7 min read

Data Engineering as a Service

Financial data lies at the heart of every investment decision. As the finance industry evolves towards being more technologically advanced with AI-driven investment decisions becoming more commonplace, the ease at which financial data may be accessed and used is becoming increasingly important.  There is a significant lag, however, with major financial data providers still relying on outdated technologies, with little consideration of the end-user experience. This results in organisations spending thousands of man-hours to survey data sources, integrate with legacy data delivery mechanisms, and follow laborious manual processes to get their data.

Let’s consider an extremely simple task. An Alis Exchange client would like to get historical price and market capitalisation data for Apple, Microsoft, Tesla using their Bloomberg Data License subscription. Simple, right? Not so fast.

At Alis Exchange we believe the answer should be a resounding yes. The sad truth of the matter, however, is that the current state of financial data providers left us baffled when attempting to answer this seemingly simple question… We found that legacy systems and poorly designed data delivery pipelines could make even such a rudimentary request feel like a day-job.

Getting data from Bloomberg Data Licence

Bloomberg Data License is the Rolls-Royce of market data providers in terms of coverage, quality and depth. It also provides a useful case study of the many hoops, contortions and escape room like puzzles that consumers of financial data are expected to solve - even from the very best of these types of systems.

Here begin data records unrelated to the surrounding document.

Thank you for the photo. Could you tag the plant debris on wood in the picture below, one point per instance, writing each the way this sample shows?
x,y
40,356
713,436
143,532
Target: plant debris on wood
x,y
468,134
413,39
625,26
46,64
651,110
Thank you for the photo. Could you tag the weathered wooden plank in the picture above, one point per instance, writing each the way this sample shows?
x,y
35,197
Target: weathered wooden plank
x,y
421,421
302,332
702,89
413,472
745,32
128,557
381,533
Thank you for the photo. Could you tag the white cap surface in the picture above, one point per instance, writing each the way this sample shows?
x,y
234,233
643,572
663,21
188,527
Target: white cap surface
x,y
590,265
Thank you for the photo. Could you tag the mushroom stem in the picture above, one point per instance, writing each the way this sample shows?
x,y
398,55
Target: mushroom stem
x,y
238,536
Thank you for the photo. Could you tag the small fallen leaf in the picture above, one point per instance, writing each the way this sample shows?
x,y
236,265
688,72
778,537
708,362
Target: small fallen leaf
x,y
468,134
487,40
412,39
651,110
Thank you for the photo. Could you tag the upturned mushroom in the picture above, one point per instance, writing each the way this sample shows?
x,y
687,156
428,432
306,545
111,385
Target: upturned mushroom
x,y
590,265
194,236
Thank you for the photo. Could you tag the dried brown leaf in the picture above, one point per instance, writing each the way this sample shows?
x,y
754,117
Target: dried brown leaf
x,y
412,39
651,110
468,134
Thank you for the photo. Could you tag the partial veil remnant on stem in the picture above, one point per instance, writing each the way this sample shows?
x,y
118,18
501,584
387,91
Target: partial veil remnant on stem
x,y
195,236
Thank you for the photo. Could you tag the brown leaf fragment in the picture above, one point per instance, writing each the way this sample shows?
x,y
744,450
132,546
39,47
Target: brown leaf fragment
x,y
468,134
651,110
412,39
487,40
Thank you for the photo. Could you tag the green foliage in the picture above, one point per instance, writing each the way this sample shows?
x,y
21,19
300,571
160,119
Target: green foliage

The request protocol involves a cryptic request message in the form of a .txt file, that is uploaded to an SSH File Transfer Protocol (SFTP) server via a whitelisted IP address, an undisclosed waiting period and, finally, a .txt response file containing your data in yet another a cryptic format. If you find that sounds slightly complicated, not only are you right, but you’re not yet enlightened to the hidden complexities of this task. Let’s break it up into steps… (to skip the tedious explanation of the status-quo and see our solution, skip ahead to Data Engineering as a Service)

Step 1: Construct the request file

To start off with, you are required to manually construct a text file in a very particular format, indicating which Instruments and Fields you might want to get data for. For our example, we would like to request price and market cap data for Apple, Microsoft and Tesla from 1 Jan 2000 up to today (5 October 2022).

The request file, as seen in the image below is a pure text file with very strict formatting rules, including the use of a START-OF-FILE, START-OF-FIELDS and START-OF-DATA lines, nudging you to start filling in text, with the accompanying END statements, signifying you can stop now.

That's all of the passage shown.